Note that I changed a couple of references to $FOLD in your function to instead refer to $FOLD_F . It isn't obvious to me whether $FOLD and $SET will be the same in all of your function calls or not. If they will be the same, you can probably drop the 1st two operands to your function and just inherit the values of $FOLD and $SET from the invoking shell.
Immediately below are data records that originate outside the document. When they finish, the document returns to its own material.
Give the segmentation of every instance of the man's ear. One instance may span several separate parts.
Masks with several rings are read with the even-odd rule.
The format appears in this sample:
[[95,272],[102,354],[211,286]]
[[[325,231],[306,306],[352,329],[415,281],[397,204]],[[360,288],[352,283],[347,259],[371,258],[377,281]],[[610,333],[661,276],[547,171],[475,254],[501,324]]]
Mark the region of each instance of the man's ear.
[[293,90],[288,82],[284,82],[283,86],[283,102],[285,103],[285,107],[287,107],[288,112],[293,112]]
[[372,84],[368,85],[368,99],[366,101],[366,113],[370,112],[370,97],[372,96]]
Similarly, if the reference file is the same in all invocations of your function, you can set it once in the invoking shell instead of duplicating that processing in each function invocation.

Note that if you might run this with fewer files than the number of concurrent invocations, you'll probably want to change:

		run_stats_program "$SET" "$FOLD" $SPLIT_START $GROUP_SIZE&
		sleep 2

to something more like:

		if [ $GROUP_SIZE -gt 0 ]
		then	run_stats_program "$SET" "$FOLD" $SPLIT_START $GROUP_SIZE&
			sleep 2
		fi

If this sample code looks like it is doing what you want, remove (or replace) the code in red to use your real data.